Nominative singular modifier of flesh. qualifies flesh with comprehensive force in the denial statement. Attached to σὰρξ. Governed by agreement with the nominative noun phrase. The form marks breadth, while the clause supplies the claim about justification before God.

Reader Question

How broad is the flesh in Paul's denial?

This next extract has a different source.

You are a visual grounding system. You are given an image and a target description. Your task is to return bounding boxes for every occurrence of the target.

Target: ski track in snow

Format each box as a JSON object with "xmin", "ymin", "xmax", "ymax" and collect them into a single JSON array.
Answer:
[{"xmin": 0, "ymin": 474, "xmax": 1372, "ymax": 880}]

The adjective marks all flesh as included in the statement.

Translation Effect

Direct: The form directly supports rendering the phrase as all flesh or no flesh in the negative construction.

Where Caution Is Needed

The grammar marks the breadth of the noun phrase; Paul's argument defines the theological force of justification and law.

Fallacies To Avoid

Feminine grammar makes a gender claim: The feminine form agrees with σὰρξ; it does not make a gender claim about persons. all flesh alone defines justification: The adjective marks scope; the clause and argument supply the doctrine of justification.

How The Interpretation Is Derived

Textual Witness

The witness reads πᾶσα in Romans 3:20, in the phrase οὐ δικαιωθήσεται πᾶσα σὰρξ, so the form is part of a universal-sounding subject expression.

Lexical Identity

The lemma πᾶς regularly means all, every, or the whole, and here it functions as an adjective that qualifies the noun it accompanies.

Grammar In Context

In this clause, the singular feminine form agrees with σὰρξ and helps present the subject as an all-encompassing class. The grammar strengthens the reach of the statement, but the surrounding contrast with works of law and knowledge of sin carries the interpretive weight.

Passage Meaning

The verse says that no flesh will be justified by works of law before God, and πᾶσα supports that broad denial by indicating the whole class in view.

Canonical Fit

This fits Paul's larger argument that human beings cannot secure righteousness by law-keeping, so the form serves the scope of the argument without adding a new idea of its own.

Communication Use

For readers and translators, the form warns against narrowing the statement too quickly. It supports renderings such as 'no flesh' or 'all flesh' depending on idiom, while keeping the universal force in view.

Do Not Derive

Do not derive a claim that the feminine form teaches anything about gender, or that the adjective alone settles every detail of the clause's logic.